Gimpel Fils is a London art gallery formerly located at 30 Davies Street in Westminster, near Grosvenor Square. The gallery was founded by Charles and Peter Gimpel, sons of the Parisian art dealer René Gimpel, author of the Diary of an Art Dealer. Throughout its history it has maintained a commitment to contemporary British and International art.

==History==
Gimpel Fils was founded in November 1946. The first exhibition, Five Centuries of French Painting, was based on the small part of René Gimpel's collection that had been sent to London before the Second World War. The bulk of his stock was lost in Paris.

During the 1950s and 1960s, Gimpel Fils was associated with the avant-garde. It supported modern British artists, including those of the St Ives School, as well as rising American artists and French abstract painters of the School of Paris. Gimpel Fils represented many of the major artists of the time, including Barbara Hepworth and Ben Nicholson. Nicholson moved to Gimpel Fils from the Lefevre Gallery and stayed until the early 1960s. During this period, the gallery gave first exhibitions to Lynn Chadwick, Anthony Caro, Hubert Dalwood, Peter Lanyon and Alan Davie, and was also associated with a number of other British artists, including Louis le Brocquy, Ivon Hitchens, Gillian Ayres, Bernard Meadows, Kenneth Armitage and Robert Adams. Gimpel Fils represented French artists including Marie Laurencin, Pierre Soulages, Nicolas de Staël, Serge Poliakoff, Fahrelnissa Zeid and Yves Klein, and worked with American artists including Marcel Duchamp, Alexander Calder, Willem de Kooning, Sam Francis and Larry Rivers, who had his first London exhibition at the gallery in 1962. An obituary of Peter Gimpel in The Independent newspaper suggested that: "Despite the rise of Marlborough Fine Art and stiff competition from the likes of the Redfern, Waddington and Hanover galleries, Gimpel Fils was for a time unrivaled in the range and quality of its artists."

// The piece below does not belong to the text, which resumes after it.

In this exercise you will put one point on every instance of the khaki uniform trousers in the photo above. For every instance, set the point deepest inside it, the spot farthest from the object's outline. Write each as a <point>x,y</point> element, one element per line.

The gallery continues to promote the work of that generation of artists, supporting the work of senior British painters such as Alan Davie and Albert Irvin, while also presenting retrospectives of 20th-century modern art. The contemporary programme has widened the range of work shown by the gallery and has developed to include artists such as Corinne Day, Andres Serrano, Callum Morton and Hannah Maybank.

Gimpel Fils was initially based, briefly, at 86 Duke Street, London, before moving to 50 South Molton Street, where the artist Louis Le Brocquy laid a mosaic in the entrance. It relocated to its present premises at 30 Davies Street in 1972. The gallery was refurbished in 2000. The refurbishment was inaugurated with an installation by Richard Wilson.

The Gimpel family retained a strong interest in the running of the gallery. The current co-director is René Gimpel, son of Charles and a fourth generation of the Gimpel family to become an art dealer.